Export to Azure Blob Storage

Important

Support for Machine Learning Studio (classic) will end on 31 August 2024. We recommend you transition to Azure Machine Learning by that date.

Beginning 1 December 2021, you will not be able to create new Machine Learning Studio (classic) resources. Through 31 August 2024, you can continue to use the existing Machine Learning Studio (classic) resources.

ML Studio (classic) documentation is being retired and may not be updated in the future.

This article describes how to use the Export to Azure Blob Storage option, in the Export Data module in Machine Learning Studio (classic).

Note

Applies to: Machine Learning Studio (classic) only

Similar drag-and-drop modules are available in Azure Machine Learning designer.
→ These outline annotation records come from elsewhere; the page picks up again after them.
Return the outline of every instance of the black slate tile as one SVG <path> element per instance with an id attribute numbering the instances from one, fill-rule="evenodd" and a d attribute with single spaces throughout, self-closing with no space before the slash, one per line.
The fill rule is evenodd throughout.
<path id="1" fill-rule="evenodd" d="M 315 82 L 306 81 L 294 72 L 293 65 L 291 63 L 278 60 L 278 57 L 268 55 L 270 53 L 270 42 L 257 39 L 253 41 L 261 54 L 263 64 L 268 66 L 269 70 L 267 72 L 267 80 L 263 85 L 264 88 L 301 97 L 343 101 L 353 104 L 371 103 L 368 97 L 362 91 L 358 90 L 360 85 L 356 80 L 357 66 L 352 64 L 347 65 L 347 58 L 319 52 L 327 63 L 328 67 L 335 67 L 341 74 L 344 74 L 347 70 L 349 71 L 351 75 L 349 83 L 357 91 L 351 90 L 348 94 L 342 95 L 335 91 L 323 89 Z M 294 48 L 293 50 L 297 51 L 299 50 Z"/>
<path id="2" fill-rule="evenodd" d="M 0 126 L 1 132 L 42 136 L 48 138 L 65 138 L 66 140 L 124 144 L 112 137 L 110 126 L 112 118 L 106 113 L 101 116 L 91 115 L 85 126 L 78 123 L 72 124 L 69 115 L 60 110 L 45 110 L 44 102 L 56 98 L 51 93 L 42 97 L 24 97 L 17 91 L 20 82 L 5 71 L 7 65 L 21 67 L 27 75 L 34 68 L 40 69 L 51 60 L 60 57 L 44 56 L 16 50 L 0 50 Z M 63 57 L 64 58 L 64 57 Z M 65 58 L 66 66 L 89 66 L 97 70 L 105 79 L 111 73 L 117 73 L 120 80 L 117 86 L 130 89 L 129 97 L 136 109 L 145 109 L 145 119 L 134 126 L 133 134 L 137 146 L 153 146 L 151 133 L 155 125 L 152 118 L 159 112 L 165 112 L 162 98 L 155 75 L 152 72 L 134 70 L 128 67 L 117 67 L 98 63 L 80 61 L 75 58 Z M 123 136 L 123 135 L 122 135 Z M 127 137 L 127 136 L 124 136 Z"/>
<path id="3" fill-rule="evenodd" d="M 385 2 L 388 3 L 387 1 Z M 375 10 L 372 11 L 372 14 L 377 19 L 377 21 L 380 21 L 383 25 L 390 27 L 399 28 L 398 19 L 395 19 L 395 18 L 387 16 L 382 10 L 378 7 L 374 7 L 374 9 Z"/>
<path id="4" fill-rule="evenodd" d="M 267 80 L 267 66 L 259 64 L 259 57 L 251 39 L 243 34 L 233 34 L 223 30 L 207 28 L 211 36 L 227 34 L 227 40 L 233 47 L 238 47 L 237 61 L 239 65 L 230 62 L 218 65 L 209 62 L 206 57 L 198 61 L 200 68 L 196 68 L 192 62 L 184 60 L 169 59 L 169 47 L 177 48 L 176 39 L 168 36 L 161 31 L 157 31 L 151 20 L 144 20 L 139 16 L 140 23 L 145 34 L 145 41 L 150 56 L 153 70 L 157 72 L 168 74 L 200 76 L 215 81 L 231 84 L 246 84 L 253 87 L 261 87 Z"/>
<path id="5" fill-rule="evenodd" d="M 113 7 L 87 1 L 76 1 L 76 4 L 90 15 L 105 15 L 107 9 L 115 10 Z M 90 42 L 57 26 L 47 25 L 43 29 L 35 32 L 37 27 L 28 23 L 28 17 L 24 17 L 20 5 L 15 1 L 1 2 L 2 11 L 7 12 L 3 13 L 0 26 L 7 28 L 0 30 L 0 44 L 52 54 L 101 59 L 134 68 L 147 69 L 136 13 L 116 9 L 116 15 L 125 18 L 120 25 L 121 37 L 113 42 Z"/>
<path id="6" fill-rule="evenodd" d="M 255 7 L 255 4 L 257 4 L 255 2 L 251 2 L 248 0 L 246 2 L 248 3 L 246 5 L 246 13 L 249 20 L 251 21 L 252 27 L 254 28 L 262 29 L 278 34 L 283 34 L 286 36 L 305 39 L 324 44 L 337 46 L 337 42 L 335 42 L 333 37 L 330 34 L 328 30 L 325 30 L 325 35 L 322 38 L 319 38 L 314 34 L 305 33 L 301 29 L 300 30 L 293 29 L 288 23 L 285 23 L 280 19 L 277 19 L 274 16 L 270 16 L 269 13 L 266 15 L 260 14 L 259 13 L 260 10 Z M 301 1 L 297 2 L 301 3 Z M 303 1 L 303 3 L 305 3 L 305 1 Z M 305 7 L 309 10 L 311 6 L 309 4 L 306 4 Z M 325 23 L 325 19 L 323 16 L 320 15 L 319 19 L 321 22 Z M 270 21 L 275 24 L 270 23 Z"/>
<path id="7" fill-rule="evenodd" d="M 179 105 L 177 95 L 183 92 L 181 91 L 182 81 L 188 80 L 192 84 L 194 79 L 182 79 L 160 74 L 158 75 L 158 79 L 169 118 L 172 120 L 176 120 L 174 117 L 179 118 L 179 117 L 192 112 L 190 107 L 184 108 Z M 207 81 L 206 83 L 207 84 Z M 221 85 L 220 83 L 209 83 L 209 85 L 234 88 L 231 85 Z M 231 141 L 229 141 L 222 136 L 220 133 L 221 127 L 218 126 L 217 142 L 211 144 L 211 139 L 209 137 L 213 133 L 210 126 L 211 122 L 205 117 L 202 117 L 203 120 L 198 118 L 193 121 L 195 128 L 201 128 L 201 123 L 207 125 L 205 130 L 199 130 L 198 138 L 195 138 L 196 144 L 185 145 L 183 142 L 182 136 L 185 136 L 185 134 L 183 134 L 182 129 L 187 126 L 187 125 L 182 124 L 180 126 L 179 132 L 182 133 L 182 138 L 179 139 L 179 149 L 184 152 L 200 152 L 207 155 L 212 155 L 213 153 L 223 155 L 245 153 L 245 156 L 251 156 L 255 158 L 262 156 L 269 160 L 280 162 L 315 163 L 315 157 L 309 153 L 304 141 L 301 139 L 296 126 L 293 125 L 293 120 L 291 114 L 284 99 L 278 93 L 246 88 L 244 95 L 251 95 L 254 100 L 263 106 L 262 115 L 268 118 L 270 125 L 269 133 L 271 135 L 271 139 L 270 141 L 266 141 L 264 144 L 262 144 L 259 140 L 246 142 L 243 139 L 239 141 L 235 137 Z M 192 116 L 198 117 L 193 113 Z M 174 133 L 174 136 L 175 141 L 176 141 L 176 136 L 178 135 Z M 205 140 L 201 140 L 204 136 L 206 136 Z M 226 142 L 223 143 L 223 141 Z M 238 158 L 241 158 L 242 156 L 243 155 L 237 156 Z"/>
This option is useful when you want to to export data from a machine learning experiment to Azure Blob Storage. For example, you might want to share machine learning data outputs with other applications, or store intermediate data or cleaned datasets for use in other experiments.

Azure blobs can be accessed from anywhere, by using either HTTP or HTTPS. Because Azure Blob Storage is an unstructured data store, you can export data in various formats. Currently, CSV, TSV, and ARFF formats are supported.

To export data to Azure blob for use by other applications, you use the Export Data module to save the data to Azure Blob Storage. Then, use any tool that can read data from Azure storage (such as Excel, cloud storage utilities, or other cloud services), to load and use the data.

Note

The Import Data and Export Data modules can read and write data only from Azure storage created using the Classic deployment model. In other words, the new Azure Blob Storage account type that offers a hot and cool storage access tiers is not yet supported.

Generally, any Azure storage accounts that you might have created before this service option became available should not be affected.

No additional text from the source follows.